This report is prepared with the following environmental settings.
print(R.version)
## _
## platform x86_64-apple-darwin15.6.0
## arch x86_64
## os darwin15.6.0
## system x86_64, darwin15.6.0
## status
## major 3
## minor 5.1
## year 2018
## month 07
## day 02
## svn rev 74947
## language R
## version.string R version 3.5.1 (2018-07-02)
## nickname Feather Spray
First, I process the raw textual data ‘lyrics.RData’ saved in $ data $ file by cleaning data, removing stopwords, blanks and creating a tidy version of texts which is saved in $ output $ file.

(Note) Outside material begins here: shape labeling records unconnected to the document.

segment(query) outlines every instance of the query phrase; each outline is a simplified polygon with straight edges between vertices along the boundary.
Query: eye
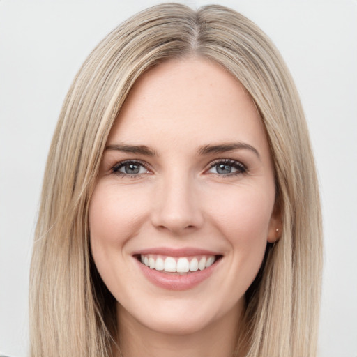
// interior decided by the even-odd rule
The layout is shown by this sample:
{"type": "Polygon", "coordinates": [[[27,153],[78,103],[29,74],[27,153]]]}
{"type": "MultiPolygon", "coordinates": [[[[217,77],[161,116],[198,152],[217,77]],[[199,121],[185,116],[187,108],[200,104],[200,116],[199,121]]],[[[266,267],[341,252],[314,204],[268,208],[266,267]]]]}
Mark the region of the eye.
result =
{"type": "Polygon", "coordinates": [[[112,168],[113,173],[122,174],[123,176],[136,177],[142,174],[149,174],[146,165],[137,160],[122,161],[112,168]]]}
{"type": "Polygon", "coordinates": [[[242,163],[234,160],[218,160],[210,164],[207,171],[221,176],[235,176],[247,172],[247,169],[242,163]]]}

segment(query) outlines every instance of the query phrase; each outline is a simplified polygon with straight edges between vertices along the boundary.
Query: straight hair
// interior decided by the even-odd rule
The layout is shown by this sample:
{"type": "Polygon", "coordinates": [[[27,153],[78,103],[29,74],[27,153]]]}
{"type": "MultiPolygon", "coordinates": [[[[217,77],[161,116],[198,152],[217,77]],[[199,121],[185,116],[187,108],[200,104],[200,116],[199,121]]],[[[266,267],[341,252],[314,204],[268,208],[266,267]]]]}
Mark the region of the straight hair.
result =
{"type": "Polygon", "coordinates": [[[31,266],[31,357],[116,353],[116,301],[93,264],[88,210],[111,128],[136,80],[170,59],[199,57],[244,86],[264,126],[283,227],[245,294],[236,356],[316,356],[321,224],[314,158],[291,77],[270,39],[229,8],[166,3],[111,32],[64,100],[45,171],[31,266]]]}

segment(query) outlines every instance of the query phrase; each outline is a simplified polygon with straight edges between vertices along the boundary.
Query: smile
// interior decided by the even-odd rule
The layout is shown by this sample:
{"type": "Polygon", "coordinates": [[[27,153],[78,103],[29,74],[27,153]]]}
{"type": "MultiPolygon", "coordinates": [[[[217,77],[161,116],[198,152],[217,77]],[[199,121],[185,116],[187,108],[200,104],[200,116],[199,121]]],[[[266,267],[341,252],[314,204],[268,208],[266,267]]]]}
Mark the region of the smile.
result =
{"type": "Polygon", "coordinates": [[[195,288],[219,269],[223,255],[196,249],[149,248],[132,255],[144,276],[168,290],[195,288]]]}
{"type": "Polygon", "coordinates": [[[215,255],[168,257],[159,255],[140,255],[141,262],[151,269],[170,273],[188,273],[209,268],[218,258],[215,255]]]}

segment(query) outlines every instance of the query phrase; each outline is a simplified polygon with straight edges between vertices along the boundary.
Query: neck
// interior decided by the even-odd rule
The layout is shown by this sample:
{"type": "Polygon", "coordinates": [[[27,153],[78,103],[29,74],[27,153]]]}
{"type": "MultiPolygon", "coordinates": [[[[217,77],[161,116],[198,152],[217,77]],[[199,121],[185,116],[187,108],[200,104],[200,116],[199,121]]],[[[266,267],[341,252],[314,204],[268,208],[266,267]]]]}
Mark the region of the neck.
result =
{"type": "MultiPolygon", "coordinates": [[[[121,354],[118,357],[232,357],[242,330],[242,310],[236,308],[199,331],[168,334],[153,331],[119,306],[121,354]]],[[[240,355],[240,354],[239,354],[240,355]]]]}

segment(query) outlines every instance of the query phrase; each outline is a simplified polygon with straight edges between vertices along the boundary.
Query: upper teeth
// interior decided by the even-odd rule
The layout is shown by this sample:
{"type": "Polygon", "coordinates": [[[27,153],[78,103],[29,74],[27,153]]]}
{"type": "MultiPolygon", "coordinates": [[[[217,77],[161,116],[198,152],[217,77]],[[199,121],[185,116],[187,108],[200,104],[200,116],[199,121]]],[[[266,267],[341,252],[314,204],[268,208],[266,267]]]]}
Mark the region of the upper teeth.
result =
{"type": "Polygon", "coordinates": [[[168,273],[188,273],[203,271],[211,266],[215,260],[214,255],[199,257],[160,257],[154,255],[142,255],[142,263],[151,269],[164,271],[168,273]]]}

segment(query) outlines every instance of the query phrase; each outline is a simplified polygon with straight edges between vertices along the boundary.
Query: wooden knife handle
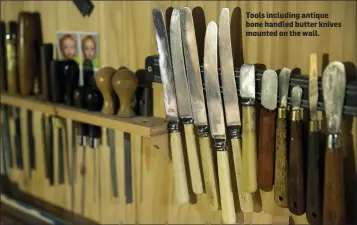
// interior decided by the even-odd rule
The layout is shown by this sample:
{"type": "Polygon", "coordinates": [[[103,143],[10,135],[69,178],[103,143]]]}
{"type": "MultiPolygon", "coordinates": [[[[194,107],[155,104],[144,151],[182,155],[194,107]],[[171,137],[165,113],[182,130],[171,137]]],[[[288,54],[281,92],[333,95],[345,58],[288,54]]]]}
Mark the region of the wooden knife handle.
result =
{"type": "Polygon", "coordinates": [[[211,140],[208,136],[198,138],[207,198],[212,210],[219,210],[218,181],[213,163],[211,140]]]}
{"type": "Polygon", "coordinates": [[[184,124],[188,164],[191,174],[192,190],[195,194],[203,193],[202,175],[200,170],[200,160],[198,158],[196,138],[193,124],[184,124]]]}
{"type": "Polygon", "coordinates": [[[188,194],[187,176],[180,132],[170,133],[170,147],[174,170],[176,200],[178,204],[186,204],[189,202],[190,197],[188,194]]]}
{"type": "Polygon", "coordinates": [[[35,56],[34,41],[35,27],[34,17],[30,12],[21,12],[18,17],[18,65],[20,94],[30,95],[34,88],[35,56]]]}
{"type": "Polygon", "coordinates": [[[234,168],[238,186],[239,205],[244,213],[254,211],[253,197],[251,193],[242,191],[242,147],[240,138],[232,138],[232,152],[234,157],[234,168]]]}
{"type": "Polygon", "coordinates": [[[311,225],[322,223],[323,154],[320,150],[318,121],[310,121],[308,137],[308,165],[306,218],[311,225]]]}
{"type": "MultiPolygon", "coordinates": [[[[297,110],[300,112],[300,110],[297,110]]],[[[293,115],[296,111],[293,111],[293,115]]],[[[290,151],[288,167],[288,205],[291,213],[305,213],[305,173],[303,164],[302,121],[290,123],[290,151]]]]}
{"type": "Polygon", "coordinates": [[[278,108],[275,135],[274,199],[278,206],[288,207],[288,158],[286,142],[286,109],[278,108]]]}
{"type": "Polygon", "coordinates": [[[275,116],[275,111],[260,111],[258,185],[263,191],[271,191],[274,185],[275,116]]]}
{"type": "Polygon", "coordinates": [[[325,153],[322,224],[326,225],[342,225],[345,223],[345,193],[341,151],[340,148],[327,148],[325,153]]]}
{"type": "Polygon", "coordinates": [[[242,192],[257,190],[257,142],[254,106],[243,106],[242,192]]]}
{"type": "Polygon", "coordinates": [[[225,224],[236,223],[228,151],[217,151],[218,180],[221,195],[222,220],[225,224]]]}

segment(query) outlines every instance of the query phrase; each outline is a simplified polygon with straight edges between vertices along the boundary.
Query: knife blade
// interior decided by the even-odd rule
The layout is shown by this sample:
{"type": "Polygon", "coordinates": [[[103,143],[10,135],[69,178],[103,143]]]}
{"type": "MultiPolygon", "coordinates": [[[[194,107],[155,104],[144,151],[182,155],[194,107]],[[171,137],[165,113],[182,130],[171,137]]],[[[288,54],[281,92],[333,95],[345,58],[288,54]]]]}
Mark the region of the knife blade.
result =
{"type": "Polygon", "coordinates": [[[266,70],[262,76],[259,120],[258,186],[271,191],[274,184],[275,109],[278,101],[278,75],[266,70]]]}
{"type": "MultiPolygon", "coordinates": [[[[187,27],[189,23],[188,21],[186,21],[187,17],[188,16],[186,15],[185,11],[183,11],[182,23],[186,25],[185,31],[194,32],[194,29],[191,30],[193,28],[193,24],[190,24],[191,26],[187,27]]],[[[185,33],[185,31],[183,31],[183,33],[185,33]]],[[[203,193],[202,176],[200,171],[200,162],[197,154],[196,139],[193,130],[194,128],[193,128],[193,115],[191,109],[191,99],[190,99],[190,93],[188,89],[187,76],[185,70],[186,68],[187,70],[190,70],[192,63],[188,62],[185,68],[185,61],[183,55],[184,50],[182,46],[182,41],[183,40],[181,38],[180,10],[174,9],[172,11],[171,22],[170,22],[170,47],[171,47],[171,58],[172,58],[173,74],[174,74],[174,81],[175,81],[175,89],[177,93],[176,97],[177,97],[178,115],[181,123],[183,124],[184,131],[185,131],[186,149],[187,149],[189,169],[191,174],[192,190],[195,194],[201,194],[203,193]]],[[[191,40],[184,39],[184,41],[196,42],[196,39],[191,39],[191,40]]],[[[185,43],[184,45],[189,47],[190,43],[185,43]]],[[[188,49],[186,48],[185,51],[186,55],[190,54],[187,50],[188,49]]]]}
{"type": "Polygon", "coordinates": [[[224,109],[237,180],[239,204],[242,212],[253,212],[254,204],[251,193],[242,190],[242,123],[239,112],[239,101],[233,68],[229,9],[223,8],[219,17],[219,58],[221,64],[221,80],[223,89],[224,109]]]}
{"type": "Polygon", "coordinates": [[[294,86],[291,90],[291,121],[289,139],[288,167],[288,206],[295,215],[305,213],[305,166],[303,159],[303,121],[300,108],[302,88],[294,86]]]}
{"type": "Polygon", "coordinates": [[[283,208],[288,207],[288,157],[286,141],[286,118],[290,73],[290,69],[283,68],[279,74],[280,105],[278,107],[275,133],[274,199],[275,203],[283,208]]]}
{"type": "Polygon", "coordinates": [[[257,190],[257,146],[255,122],[255,68],[243,64],[239,77],[242,97],[242,191],[253,193],[257,190]]]}
{"type": "Polygon", "coordinates": [[[179,118],[176,102],[176,91],[167,39],[166,26],[161,9],[154,8],[152,11],[155,27],[156,44],[159,53],[160,74],[163,84],[164,104],[168,130],[170,135],[170,147],[174,169],[176,200],[179,204],[189,202],[187,176],[183,157],[181,133],[179,131],[179,118]]]}
{"type": "Polygon", "coordinates": [[[317,55],[310,55],[306,218],[312,225],[322,222],[323,154],[320,150],[320,126],[317,120],[318,74],[317,55]]]}
{"type": "Polygon", "coordinates": [[[211,135],[217,151],[222,219],[226,224],[234,224],[236,222],[236,215],[233,201],[231,174],[229,170],[228,151],[226,148],[223,106],[218,81],[217,35],[217,24],[215,22],[209,22],[206,30],[204,48],[206,100],[211,135]]]}
{"type": "Polygon", "coordinates": [[[328,225],[345,223],[343,153],[340,136],[345,88],[346,72],[344,65],[336,61],[329,63],[322,78],[328,130],[322,222],[328,225]]]}

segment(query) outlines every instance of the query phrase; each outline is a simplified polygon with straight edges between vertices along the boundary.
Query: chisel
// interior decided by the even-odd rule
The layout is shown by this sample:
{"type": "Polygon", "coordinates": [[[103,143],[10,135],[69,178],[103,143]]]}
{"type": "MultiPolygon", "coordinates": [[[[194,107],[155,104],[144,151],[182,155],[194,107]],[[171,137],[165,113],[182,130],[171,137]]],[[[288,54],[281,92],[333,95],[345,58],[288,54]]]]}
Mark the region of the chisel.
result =
{"type": "Polygon", "coordinates": [[[186,204],[189,202],[187,175],[185,170],[181,133],[179,130],[176,91],[174,88],[174,77],[166,26],[161,9],[154,8],[152,15],[155,27],[156,45],[159,53],[159,65],[164,92],[165,113],[170,136],[176,201],[179,204],[186,204]]]}
{"type": "MultiPolygon", "coordinates": [[[[182,12],[183,12],[182,20],[184,24],[182,30],[183,33],[185,34],[185,31],[187,31],[187,29],[192,29],[189,30],[188,32],[194,32],[193,24],[190,24],[191,25],[190,28],[187,28],[189,26],[188,24],[189,22],[187,21],[187,15],[185,14],[185,11],[182,12]]],[[[186,40],[187,39],[184,39],[184,41],[186,40]]],[[[188,90],[182,41],[183,40],[181,39],[180,10],[174,9],[172,11],[171,22],[170,22],[170,47],[171,47],[172,66],[174,72],[175,89],[177,93],[176,97],[177,97],[178,115],[181,123],[183,124],[184,131],[185,131],[186,149],[187,149],[188,164],[189,164],[190,175],[191,175],[192,190],[193,193],[195,194],[201,194],[203,193],[203,184],[202,184],[202,176],[200,170],[200,161],[197,152],[196,138],[193,129],[191,99],[190,99],[190,92],[188,90]]],[[[194,37],[192,41],[196,43],[196,38],[194,37]]],[[[190,44],[187,43],[184,45],[189,46],[190,44]]],[[[189,59],[187,64],[188,64],[187,68],[190,68],[191,64],[189,59]]]]}
{"type": "Polygon", "coordinates": [[[239,90],[242,97],[242,191],[257,190],[257,143],[255,121],[255,68],[243,64],[240,68],[239,90]]]}
{"type": "Polygon", "coordinates": [[[278,206],[288,207],[288,152],[286,118],[290,69],[283,68],[279,74],[278,116],[275,133],[274,199],[278,206]]]}
{"type": "Polygon", "coordinates": [[[311,225],[322,222],[323,154],[320,147],[320,125],[317,119],[318,100],[317,55],[310,55],[309,105],[310,123],[308,137],[306,218],[311,225]]]}
{"type": "Polygon", "coordinates": [[[275,109],[278,101],[278,75],[274,70],[266,70],[262,77],[260,91],[258,186],[263,191],[271,191],[274,184],[275,153],[275,109]]]}
{"type": "Polygon", "coordinates": [[[239,204],[242,212],[253,212],[254,204],[251,193],[242,190],[242,146],[239,102],[233,68],[229,9],[223,8],[219,17],[219,58],[221,64],[221,80],[224,109],[228,134],[231,139],[235,176],[237,180],[239,204]]]}
{"type": "Polygon", "coordinates": [[[341,62],[331,62],[322,77],[322,90],[327,118],[327,148],[322,224],[345,224],[345,186],[341,143],[342,110],[345,100],[346,72],[341,62]]]}
{"type": "Polygon", "coordinates": [[[180,11],[180,14],[183,39],[182,44],[191,97],[193,123],[199,140],[206,194],[212,210],[219,210],[220,199],[218,193],[217,172],[215,170],[216,164],[213,160],[211,139],[208,134],[206,105],[203,95],[198,47],[196,44],[192,12],[189,8],[184,8],[180,11]]]}
{"type": "Polygon", "coordinates": [[[206,101],[211,135],[217,150],[218,180],[221,195],[222,220],[225,224],[236,222],[231,174],[229,170],[226,131],[217,65],[217,24],[207,26],[204,48],[204,77],[206,101]]]}
{"type": "Polygon", "coordinates": [[[303,121],[301,106],[302,89],[294,86],[291,90],[291,120],[289,138],[288,167],[288,207],[295,215],[305,213],[305,166],[303,148],[303,121]]]}

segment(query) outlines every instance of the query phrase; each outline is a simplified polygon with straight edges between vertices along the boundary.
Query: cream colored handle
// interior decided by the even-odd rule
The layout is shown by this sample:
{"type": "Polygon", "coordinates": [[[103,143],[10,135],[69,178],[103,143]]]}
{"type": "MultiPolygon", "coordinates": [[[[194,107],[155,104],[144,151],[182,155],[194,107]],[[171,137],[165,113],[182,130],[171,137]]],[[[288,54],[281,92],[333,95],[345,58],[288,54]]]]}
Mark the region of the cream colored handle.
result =
{"type": "Polygon", "coordinates": [[[218,181],[213,163],[211,140],[209,137],[199,137],[203,175],[206,194],[212,210],[219,210],[218,181]]]}
{"type": "Polygon", "coordinates": [[[183,157],[180,132],[170,133],[170,145],[175,180],[176,200],[178,204],[186,204],[189,202],[190,198],[188,194],[185,160],[183,157]]]}
{"type": "Polygon", "coordinates": [[[257,190],[257,143],[254,106],[244,106],[242,127],[242,191],[257,190]]]}
{"type": "Polygon", "coordinates": [[[217,151],[217,162],[223,223],[235,224],[236,213],[234,207],[231,174],[229,170],[228,152],[217,151]]]}
{"type": "Polygon", "coordinates": [[[188,165],[191,174],[192,190],[195,194],[203,193],[202,175],[200,170],[200,160],[197,153],[196,138],[193,124],[185,124],[185,138],[188,155],[188,165]]]}
{"type": "Polygon", "coordinates": [[[242,147],[241,139],[233,138],[231,139],[234,169],[236,172],[236,180],[239,195],[239,205],[242,212],[249,213],[254,211],[253,197],[251,193],[242,191],[242,147]]]}

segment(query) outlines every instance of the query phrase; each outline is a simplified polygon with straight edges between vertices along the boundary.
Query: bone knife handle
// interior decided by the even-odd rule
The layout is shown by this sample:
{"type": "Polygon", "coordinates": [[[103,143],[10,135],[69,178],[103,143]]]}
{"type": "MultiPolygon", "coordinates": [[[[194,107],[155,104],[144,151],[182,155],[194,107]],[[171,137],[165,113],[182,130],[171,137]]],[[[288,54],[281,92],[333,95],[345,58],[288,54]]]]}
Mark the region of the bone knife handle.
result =
{"type": "Polygon", "coordinates": [[[222,220],[225,224],[236,223],[228,151],[217,151],[218,180],[221,195],[222,220]]]}
{"type": "Polygon", "coordinates": [[[306,218],[311,225],[322,223],[323,154],[318,121],[310,121],[308,136],[306,218]],[[314,125],[311,125],[314,124],[314,125]],[[313,129],[316,128],[316,129],[313,129]]]}
{"type": "Polygon", "coordinates": [[[219,195],[217,174],[213,163],[211,140],[208,136],[199,137],[199,148],[201,153],[203,176],[205,181],[206,194],[212,210],[219,210],[219,195]]]}
{"type": "Polygon", "coordinates": [[[34,88],[35,79],[35,27],[34,17],[30,12],[21,12],[18,17],[18,65],[20,94],[30,95],[34,88]]]}
{"type": "Polygon", "coordinates": [[[243,106],[242,192],[257,190],[257,143],[254,106],[243,106]]]}
{"type": "Polygon", "coordinates": [[[263,191],[271,191],[274,185],[275,116],[275,110],[260,111],[258,185],[263,191]]]}
{"type": "Polygon", "coordinates": [[[325,152],[323,221],[326,225],[345,224],[345,193],[342,149],[325,152]]]}
{"type": "Polygon", "coordinates": [[[234,168],[238,186],[239,204],[242,212],[249,213],[254,211],[253,197],[251,193],[242,191],[242,147],[240,138],[232,138],[232,152],[234,168]]]}
{"type": "Polygon", "coordinates": [[[170,147],[174,171],[176,200],[178,204],[186,204],[189,202],[189,194],[180,132],[170,133],[170,147]]]}
{"type": "Polygon", "coordinates": [[[288,206],[291,213],[305,213],[305,173],[303,164],[302,121],[290,123],[290,151],[288,167],[288,206]]]}
{"type": "Polygon", "coordinates": [[[200,160],[198,158],[196,138],[193,124],[184,124],[186,148],[191,174],[192,190],[195,194],[203,193],[202,175],[200,170],[200,160]]]}
{"type": "Polygon", "coordinates": [[[275,134],[274,199],[278,206],[288,207],[288,158],[286,142],[286,109],[278,109],[275,134]]]}

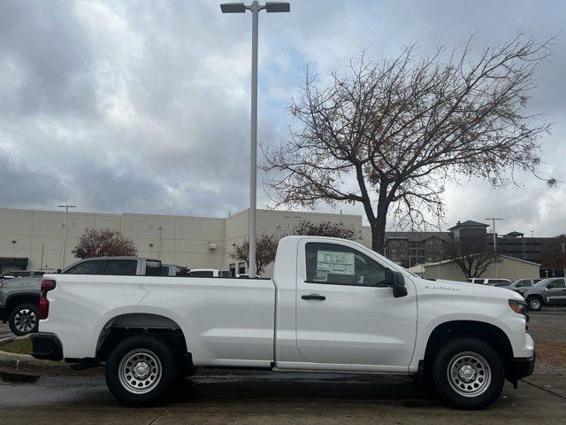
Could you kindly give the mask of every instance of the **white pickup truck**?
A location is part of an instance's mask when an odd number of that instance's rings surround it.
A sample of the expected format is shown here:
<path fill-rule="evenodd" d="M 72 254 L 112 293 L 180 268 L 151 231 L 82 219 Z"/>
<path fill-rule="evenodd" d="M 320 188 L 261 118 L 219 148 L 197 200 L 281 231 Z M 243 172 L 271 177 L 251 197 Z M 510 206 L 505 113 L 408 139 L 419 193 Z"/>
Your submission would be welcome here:
<path fill-rule="evenodd" d="M 287 236 L 272 279 L 46 274 L 38 359 L 105 363 L 130 406 L 196 367 L 398 374 L 482 408 L 532 373 L 523 298 L 423 280 L 364 246 Z"/>

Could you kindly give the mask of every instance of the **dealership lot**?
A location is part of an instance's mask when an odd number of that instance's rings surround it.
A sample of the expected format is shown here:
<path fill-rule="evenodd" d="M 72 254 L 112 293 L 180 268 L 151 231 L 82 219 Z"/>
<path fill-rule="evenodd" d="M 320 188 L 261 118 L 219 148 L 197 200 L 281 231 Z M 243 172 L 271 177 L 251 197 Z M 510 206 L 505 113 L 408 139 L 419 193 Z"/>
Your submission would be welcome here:
<path fill-rule="evenodd" d="M 435 423 L 511 420 L 560 423 L 566 417 L 566 308 L 532 313 L 541 353 L 535 375 L 507 384 L 501 398 L 478 412 L 454 410 L 411 380 L 363 375 L 268 374 L 209 370 L 180 385 L 167 406 L 119 405 L 102 376 L 21 377 L 0 374 L 0 422 L 37 423 Z M 0 332 L 5 329 L 0 327 Z"/>

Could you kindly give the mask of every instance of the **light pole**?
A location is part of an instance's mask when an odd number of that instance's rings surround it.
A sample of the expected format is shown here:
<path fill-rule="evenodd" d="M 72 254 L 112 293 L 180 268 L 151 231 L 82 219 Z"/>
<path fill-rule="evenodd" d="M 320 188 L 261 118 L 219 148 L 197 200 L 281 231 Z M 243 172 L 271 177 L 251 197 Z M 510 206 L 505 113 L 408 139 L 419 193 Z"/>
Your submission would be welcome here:
<path fill-rule="evenodd" d="M 562 243 L 562 257 L 564 257 L 562 259 L 563 266 L 564 266 L 564 271 L 563 271 L 562 276 L 566 277 L 566 250 L 564 250 L 564 245 L 566 245 L 566 243 Z"/>
<path fill-rule="evenodd" d="M 65 267 L 65 248 L 67 243 L 67 217 L 69 215 L 69 208 L 76 208 L 75 205 L 65 204 L 65 205 L 57 205 L 57 208 L 65 208 L 65 222 L 63 223 L 63 247 L 61 249 L 61 270 Z"/>
<path fill-rule="evenodd" d="M 495 277 L 498 277 L 498 270 L 497 270 L 497 234 L 495 233 L 495 220 L 503 220 L 503 219 L 496 219 L 495 217 L 491 217 L 489 219 L 486 219 L 487 220 L 491 220 L 492 222 L 492 230 L 493 231 L 493 252 L 495 252 Z"/>
<path fill-rule="evenodd" d="M 259 11 L 265 9 L 268 13 L 289 12 L 291 6 L 284 2 L 267 2 L 260 4 L 253 1 L 251 4 L 243 3 L 224 3 L 220 4 L 222 13 L 245 13 L 251 12 L 251 139 L 249 155 L 249 276 L 256 276 L 256 199 L 257 181 L 257 24 Z"/>

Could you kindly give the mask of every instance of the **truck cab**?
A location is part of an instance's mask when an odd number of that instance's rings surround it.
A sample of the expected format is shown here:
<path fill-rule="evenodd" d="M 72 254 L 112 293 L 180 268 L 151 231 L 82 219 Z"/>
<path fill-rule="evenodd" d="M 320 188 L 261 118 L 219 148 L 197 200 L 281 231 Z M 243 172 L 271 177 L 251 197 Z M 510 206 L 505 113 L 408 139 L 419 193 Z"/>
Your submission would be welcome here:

When we listen to music, we not only feel the beauty of the melody, but also find resonance from the lyrics. The style of lyrics often corresponds to features of different types of music. So What are the characteristics of lyrics of each kind of music? Do different types of music share something in common on their lyrics? And what’s the difference?
So I try to explore these questions by comparing the most frequently used words and bigrams of different types of song lyrics. I hope that I can picture some topics from each genre’s song lyrics.
First I look at the overall style from all song lyrics.
Overall, the most frequently used words are “love”, “time”, “baby”,“heart”,“ill”. By looking into the network of bigrams, we can visualize some details of the text structure, the darker the arrow, the higher the frequency of the connection between the two words. Here for all the song lyrics, we can see “heart”, “love”, “baby” form common centers of nodes, and “love baby”, “fall love”, “close eyes”, “heart beat/broken” appear most often in pairs.
This shows that the lyrics generally lean towards the theme of love, whether sweet or sad.
Let’s go deep into each type of music to explore the lyric features.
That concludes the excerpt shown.